One of the main points of contact for athletes, Schock-Leonard’s job is often busy and varies day to day.

“I’m pretty much in constant communication with sports psych since they’re next door to me and with our athletic trainers downstairs in our strength coaches, so just checking in about any sort of athletes of concern, any new injuries, things like that,” Schock-Leonard said. 

Along with communicating with colleagues and providing counseling sessions for athletes, Schock-Leonard educates each team on proper ways to fuel their bodies. 

“So we do cooking classes, we do grocery store tours, we do team education … five-to-10 minutes at a time with little bits, but I have education in the fueling station on our social media pages, and I cannot walk through this building without at least one track kid, usually, asking me a question,” Schock-Leonard said. 

Although athletes have several options to increase their nutrition, there are still difficulties to keeping an athlete fully healthy. For DeVreugd, her biggest obstacle is getting enough sleep each night. 

“Being in grad school and also being a student athlete is a huge time commitment, so I often find myself with little free time throughout the day to catch up on my own homework, so I am up late doing it,” DeVruegd said. “This obviously affects most aspects of my health from mental health to muscle recovery and just overall well-being.” 

Fortunately, athletes with nutrition or exercise-related majors can apply what they learn in the classroom to their daily lives. 

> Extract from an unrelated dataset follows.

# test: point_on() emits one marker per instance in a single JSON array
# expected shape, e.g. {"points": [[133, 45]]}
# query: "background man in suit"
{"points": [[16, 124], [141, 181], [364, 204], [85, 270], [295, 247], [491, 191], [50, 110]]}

“Part of why I love rowing and being a kinesiology major is because I can see how what I’m learning in class impacts my team,” DeVruegd said. “I think part of why I like the training so much is because I have been able to learn why we do each workout and how it can benefit our team in the long run.”

Athletes can receive a plethora of advice to improve their health and overcome challenges. 

“I would say pay attention to education,” Schock-Leonard said. “Social media is full of people who know absolutely nothing about nutrition but are very convincing, and so use an actual registered dietician as your information source rather than some dude with a six-pack on TikTok.”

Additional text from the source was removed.